Examining the number of genes detected on each platform and how they correlated with each other, approximately the same or more were detected in the nanopore runs and the short-read run. Spearman’s correlations were “pretty good” between the short-read platform and both the MinION and PromethION, coming in at around 0.9. Michael said that the other long-read platform was not as good most likely due to the low read counts.
Next, Michael moved on to talk about how gene expression correlated through cellular UMI Counts. Again, the short read, MinION and PromethION platforms correlated well but Michael wondered “why are these [correlation] values not 1?” He proposed that a lot of this is due to variance in sensitivity. As this is single sequencing there are lots of cells sequenced but comparably few reads per cell. There also seemed to be some higher levels of expression in the long-read methods and it was unclear if this is a problem with the way short read counting is performed or long read counting.
T-SNE plots were then shown where each point represents a cell and the distance between each point in 2 dimensions represents how different their transcriptome profiles are. In the short read and nanopore runs, each of the 5 cancer cell lines clearly separated with consistent groupings across all those platforms. The final long read platform showed poor separation of the cell lines in this ordination plot and again, Michael stated this was due to low read counts.

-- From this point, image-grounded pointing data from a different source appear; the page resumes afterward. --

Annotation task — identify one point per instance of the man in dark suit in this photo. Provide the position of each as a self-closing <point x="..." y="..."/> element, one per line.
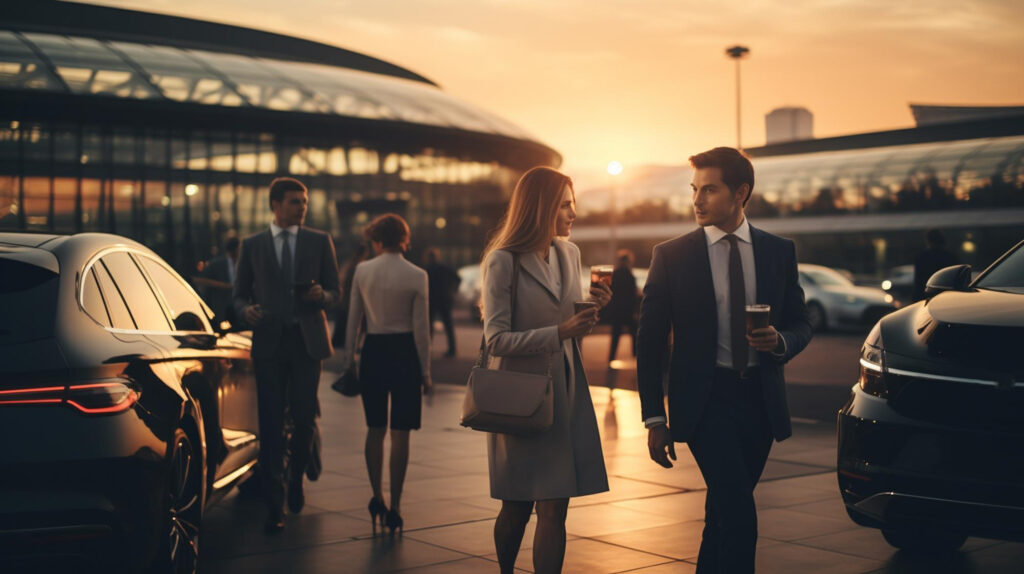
<point x="443" y="282"/>
<point x="287" y="276"/>
<point x="725" y="386"/>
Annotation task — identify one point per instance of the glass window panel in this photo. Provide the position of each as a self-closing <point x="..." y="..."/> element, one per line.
<point x="116" y="308"/>
<point x="141" y="302"/>
<point x="186" y="311"/>
<point x="92" y="301"/>
<point x="20" y="69"/>
<point x="88" y="67"/>
<point x="179" y="76"/>
<point x="37" y="203"/>
<point x="261" y="85"/>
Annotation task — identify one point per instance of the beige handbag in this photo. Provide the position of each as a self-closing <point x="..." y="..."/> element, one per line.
<point x="507" y="401"/>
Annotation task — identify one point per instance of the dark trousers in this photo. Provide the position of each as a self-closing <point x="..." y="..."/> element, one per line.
<point x="730" y="445"/>
<point x="290" y="378"/>
<point x="445" y="314"/>
<point x="616" y="332"/>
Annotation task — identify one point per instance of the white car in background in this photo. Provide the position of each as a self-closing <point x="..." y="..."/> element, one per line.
<point x="834" y="301"/>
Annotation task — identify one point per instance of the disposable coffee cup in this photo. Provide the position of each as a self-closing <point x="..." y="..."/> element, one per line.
<point x="582" y="306"/>
<point x="601" y="274"/>
<point x="757" y="317"/>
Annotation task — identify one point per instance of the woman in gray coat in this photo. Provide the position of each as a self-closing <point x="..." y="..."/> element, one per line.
<point x="565" y="460"/>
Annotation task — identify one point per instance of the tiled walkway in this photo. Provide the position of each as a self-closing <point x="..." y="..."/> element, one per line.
<point x="649" y="522"/>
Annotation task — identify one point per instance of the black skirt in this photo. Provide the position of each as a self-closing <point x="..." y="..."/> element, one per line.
<point x="390" y="368"/>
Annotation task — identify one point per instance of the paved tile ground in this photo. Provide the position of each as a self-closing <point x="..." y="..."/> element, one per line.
<point x="648" y="523"/>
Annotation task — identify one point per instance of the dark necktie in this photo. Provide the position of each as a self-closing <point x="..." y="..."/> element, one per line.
<point x="286" y="272"/>
<point x="737" y="306"/>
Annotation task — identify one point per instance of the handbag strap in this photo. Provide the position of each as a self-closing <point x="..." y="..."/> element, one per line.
<point x="481" y="358"/>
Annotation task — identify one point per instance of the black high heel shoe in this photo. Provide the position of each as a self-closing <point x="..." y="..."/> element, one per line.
<point x="377" y="509"/>
<point x="394" y="522"/>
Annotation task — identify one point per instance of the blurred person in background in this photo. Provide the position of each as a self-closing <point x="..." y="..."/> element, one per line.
<point x="391" y="294"/>
<point x="443" y="284"/>
<point x="621" y="312"/>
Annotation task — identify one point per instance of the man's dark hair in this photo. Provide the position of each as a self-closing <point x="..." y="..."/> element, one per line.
<point x="389" y="229"/>
<point x="283" y="185"/>
<point x="735" y="166"/>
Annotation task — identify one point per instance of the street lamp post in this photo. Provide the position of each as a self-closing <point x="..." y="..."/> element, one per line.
<point x="737" y="53"/>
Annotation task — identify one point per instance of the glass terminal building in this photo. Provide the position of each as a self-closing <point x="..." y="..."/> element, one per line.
<point x="168" y="130"/>
<point x="862" y="202"/>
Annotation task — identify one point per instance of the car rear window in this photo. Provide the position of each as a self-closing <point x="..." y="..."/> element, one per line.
<point x="29" y="298"/>
<point x="1008" y="275"/>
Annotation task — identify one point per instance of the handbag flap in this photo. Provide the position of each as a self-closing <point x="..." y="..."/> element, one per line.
<point x="508" y="392"/>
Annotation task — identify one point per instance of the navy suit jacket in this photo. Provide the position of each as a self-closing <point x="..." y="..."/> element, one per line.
<point x="679" y="298"/>
<point x="258" y="280"/>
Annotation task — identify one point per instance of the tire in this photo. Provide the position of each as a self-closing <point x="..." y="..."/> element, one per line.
<point x="924" y="539"/>
<point x="816" y="316"/>
<point x="182" y="509"/>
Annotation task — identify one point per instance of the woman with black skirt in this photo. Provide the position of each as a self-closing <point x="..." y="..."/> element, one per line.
<point x="391" y="293"/>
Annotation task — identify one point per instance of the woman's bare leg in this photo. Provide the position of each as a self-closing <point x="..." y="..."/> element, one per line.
<point x="549" y="540"/>
<point x="509" y="528"/>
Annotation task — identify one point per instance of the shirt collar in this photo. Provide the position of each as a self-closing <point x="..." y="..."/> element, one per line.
<point x="274" y="230"/>
<point x="714" y="234"/>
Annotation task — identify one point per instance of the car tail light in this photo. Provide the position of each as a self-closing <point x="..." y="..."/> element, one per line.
<point x="100" y="397"/>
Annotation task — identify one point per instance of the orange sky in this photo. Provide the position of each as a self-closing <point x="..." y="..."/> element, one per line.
<point x="646" y="81"/>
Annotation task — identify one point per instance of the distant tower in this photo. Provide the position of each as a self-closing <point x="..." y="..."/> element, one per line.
<point x="788" y="124"/>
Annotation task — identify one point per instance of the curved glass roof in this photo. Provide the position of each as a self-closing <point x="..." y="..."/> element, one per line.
<point x="87" y="65"/>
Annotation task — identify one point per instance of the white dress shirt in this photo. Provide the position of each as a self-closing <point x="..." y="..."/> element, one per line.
<point x="718" y="254"/>
<point x="279" y="244"/>
<point x="392" y="295"/>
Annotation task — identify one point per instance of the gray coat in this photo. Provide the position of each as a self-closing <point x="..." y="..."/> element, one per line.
<point x="565" y="460"/>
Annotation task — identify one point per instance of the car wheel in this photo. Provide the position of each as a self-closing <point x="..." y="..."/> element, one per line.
<point x="816" y="316"/>
<point x="179" y="544"/>
<point x="924" y="539"/>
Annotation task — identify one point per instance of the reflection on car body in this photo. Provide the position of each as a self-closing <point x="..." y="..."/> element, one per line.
<point x="930" y="442"/>
<point x="123" y="412"/>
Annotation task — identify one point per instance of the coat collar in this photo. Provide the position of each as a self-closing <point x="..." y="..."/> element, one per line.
<point x="535" y="267"/>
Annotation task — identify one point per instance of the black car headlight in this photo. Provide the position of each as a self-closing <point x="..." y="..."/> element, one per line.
<point x="872" y="365"/>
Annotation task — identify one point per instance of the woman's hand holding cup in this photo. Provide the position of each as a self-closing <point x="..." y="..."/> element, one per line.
<point x="580" y="323"/>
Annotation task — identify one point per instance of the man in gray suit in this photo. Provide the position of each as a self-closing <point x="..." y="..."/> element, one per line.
<point x="287" y="276"/>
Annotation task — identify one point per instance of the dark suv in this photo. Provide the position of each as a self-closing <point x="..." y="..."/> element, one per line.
<point x="123" y="412"/>
<point x="931" y="443"/>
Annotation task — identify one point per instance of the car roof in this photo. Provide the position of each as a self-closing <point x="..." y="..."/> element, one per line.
<point x="29" y="239"/>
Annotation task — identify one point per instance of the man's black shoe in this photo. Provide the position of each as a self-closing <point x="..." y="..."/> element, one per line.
<point x="296" y="499"/>
<point x="274" y="523"/>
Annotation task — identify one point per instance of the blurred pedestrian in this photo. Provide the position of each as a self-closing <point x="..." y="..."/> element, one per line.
<point x="443" y="284"/>
<point x="542" y="471"/>
<point x="287" y="276"/>
<point x="931" y="260"/>
<point x="391" y="293"/>
<point x="217" y="280"/>
<point x="621" y="312"/>
<point x="346" y="274"/>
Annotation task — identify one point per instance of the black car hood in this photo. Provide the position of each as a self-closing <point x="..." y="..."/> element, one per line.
<point x="974" y="335"/>
<point x="989" y="308"/>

Closing his talk, Michael spoke about differential isoform detection in the TMM17B gene where a skipped exon could be seen in 3 of the cell lines while it was present in 2.
What about isoform expression? Michael described how there aren’t many tools available for isoforms for long reads, and those that are available aren’t optimised for the low read counts that are typical in single cell sequencing experiments.
Summarising, Michael said that data processing by scPipe yields consistent results between Illumina and Nanopore for gene profiling and cell clustering; and isoform characterisation is an ongoing challenge, but isoforms and differentially expressed isoforms can be identified from single cells with Nanopore sequencing.